Recently there has been tremendous progress in showing that certain sequences of numbers $(a_0,a_1,\ldots,a_n)$ attached to a combinatorial object (such as the coefficients of the characteristic polynomial of a matroid, or the number of size $i$ independent sets of a matroid) are unimodal.
Sometimes the question arises: why care?
One very reasonable answer is that the techniques developed to tackle these problems (combinatorial abstractions of methods from algebraic geometry) justify them.
But another answer I might give is that they are a first step towards exact classification results.
The gold standard I am aware of when it comes to exact classifications of this sort is the g-theorem for simplicial polytopes, which says that a vector $(f_0,\ldots,f_d)$ is an $f$-vector a simplicial $d$-polytope if and only if:
- we have $h_i = h_{d-i}$ for all $i=0,\ldots,\lfloor d/2 \rfloor$ (Dehn-Sommerville equations), where the $h$-vector is defined from the $f$-vector by the g.f. equation $h(t)=f(t-1)$;
- we have $g_i \geq0$ for the $g$-vector, defined by $g_i := h_i-h_{i-1}$ for $i=0,\ldots,\lfloor d/2 \rfloor$;
- the $g$-vector is a so-called "Macaulay vector".
Being a Macaulay vector is equivalent to being the rank generating function for an order ideal of monomials and it also has a purely numerical description; see e.g.
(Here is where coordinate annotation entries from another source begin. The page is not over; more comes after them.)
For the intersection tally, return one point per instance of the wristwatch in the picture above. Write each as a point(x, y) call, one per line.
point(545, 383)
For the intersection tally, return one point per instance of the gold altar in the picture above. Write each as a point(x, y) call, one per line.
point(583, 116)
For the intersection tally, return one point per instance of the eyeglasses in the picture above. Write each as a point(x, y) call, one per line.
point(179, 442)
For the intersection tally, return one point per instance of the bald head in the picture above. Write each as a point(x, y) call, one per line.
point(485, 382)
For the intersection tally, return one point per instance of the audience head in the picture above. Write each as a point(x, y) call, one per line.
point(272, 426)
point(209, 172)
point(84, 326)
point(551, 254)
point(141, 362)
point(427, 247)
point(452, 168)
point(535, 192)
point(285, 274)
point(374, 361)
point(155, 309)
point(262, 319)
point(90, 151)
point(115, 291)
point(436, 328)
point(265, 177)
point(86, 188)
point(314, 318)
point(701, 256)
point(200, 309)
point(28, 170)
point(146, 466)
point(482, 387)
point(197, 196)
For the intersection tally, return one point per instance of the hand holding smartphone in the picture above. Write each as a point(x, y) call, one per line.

Eur's A brief note on McMullen’s g-conjecture.
But it is really the 2nd condition here I want to focus on, because (together with the Dehn-Sommerville symmetry) it is the same as saying that the $h$-vector is unimodal. So we see unimodality is a step towards classification: actually symmetry and unimodality give all linear equalities and inequalities satisfied by the $h$-vector.
Question: Can you give other examples of known or conjectured classifications of numerical sequences from combinatorics like this? Especially where unimodality enters into play, but even if not.
E.g. is there any idea of when a sequence of numbers is the coefficients of the chromatic polynomial of a graph?